2月上旬に行われたカリビアン・シリーズでデスパイネは好調な打撃を見せている。本来の力を発揮すれば今季も不動のクリーンアップとなるが、昨年のようにスランプが長い場合はほかの外国人を優先し2軍で調整させる。昨年は3、4月全23試合に出場も打率1割6分9厘、4本塁打、11打点とつまずいた。7月も全18試合に出て打率1割9分7厘、4本塁打、6打点だった。森ヘッドは「もちろんデスパイネがガンガン打てばグラシアルがファームということになる。だが、昨年みたいなら我慢はできない。そういう扱いは初めてになるが」と明言。7日か8日の来日後、首脳陣の考えを本人に伝えるという。

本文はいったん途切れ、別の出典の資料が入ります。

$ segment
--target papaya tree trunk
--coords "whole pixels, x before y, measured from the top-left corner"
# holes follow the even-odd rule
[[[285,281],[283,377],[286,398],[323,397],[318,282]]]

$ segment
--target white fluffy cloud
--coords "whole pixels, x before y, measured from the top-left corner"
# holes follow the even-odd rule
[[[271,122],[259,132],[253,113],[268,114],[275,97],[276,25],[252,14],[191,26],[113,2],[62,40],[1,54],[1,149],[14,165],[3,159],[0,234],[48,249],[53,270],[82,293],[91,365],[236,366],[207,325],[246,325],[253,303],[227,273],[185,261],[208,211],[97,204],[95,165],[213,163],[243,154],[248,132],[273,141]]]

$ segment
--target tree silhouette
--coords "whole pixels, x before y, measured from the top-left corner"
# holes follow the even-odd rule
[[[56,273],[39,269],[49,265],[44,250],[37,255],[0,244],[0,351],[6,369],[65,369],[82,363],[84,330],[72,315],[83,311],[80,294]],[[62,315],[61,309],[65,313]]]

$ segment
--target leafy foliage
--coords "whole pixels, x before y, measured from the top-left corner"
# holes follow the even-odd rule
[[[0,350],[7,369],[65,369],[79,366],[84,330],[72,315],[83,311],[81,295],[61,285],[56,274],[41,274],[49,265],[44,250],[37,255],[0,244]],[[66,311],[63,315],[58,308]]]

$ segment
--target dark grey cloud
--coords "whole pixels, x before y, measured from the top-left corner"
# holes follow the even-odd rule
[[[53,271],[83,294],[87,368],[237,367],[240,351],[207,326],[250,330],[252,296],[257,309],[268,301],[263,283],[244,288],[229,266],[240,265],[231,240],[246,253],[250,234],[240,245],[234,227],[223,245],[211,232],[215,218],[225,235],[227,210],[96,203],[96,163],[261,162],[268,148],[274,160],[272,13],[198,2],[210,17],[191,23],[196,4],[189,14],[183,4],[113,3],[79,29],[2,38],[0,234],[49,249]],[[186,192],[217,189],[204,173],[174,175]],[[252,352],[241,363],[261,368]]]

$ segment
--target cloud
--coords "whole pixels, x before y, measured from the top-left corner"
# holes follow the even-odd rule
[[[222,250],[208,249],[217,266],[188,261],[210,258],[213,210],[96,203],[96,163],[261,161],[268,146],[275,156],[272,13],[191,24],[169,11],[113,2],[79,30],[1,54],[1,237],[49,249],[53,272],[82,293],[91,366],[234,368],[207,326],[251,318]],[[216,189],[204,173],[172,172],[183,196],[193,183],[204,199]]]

7人の外国人の起用法こそ、リーグ優勝奪回、3年連続日本一への大きなカギとなる。昨季の股関節手術から復帰したサファテが絶対的守護神と考えているが、故障明けで開幕から無理をさせないプランもある。股関節痛で出遅れている嘉弥真が間に合わない場合は、左の中継ぎモイネロの優先度が高くなる。千賀、東浜に続く日本人投手が手薄な先発陣も左腕ミランダ、安定感のバンデンハーク、今季から先発転向のスアレスを最大限にやりくりしていく。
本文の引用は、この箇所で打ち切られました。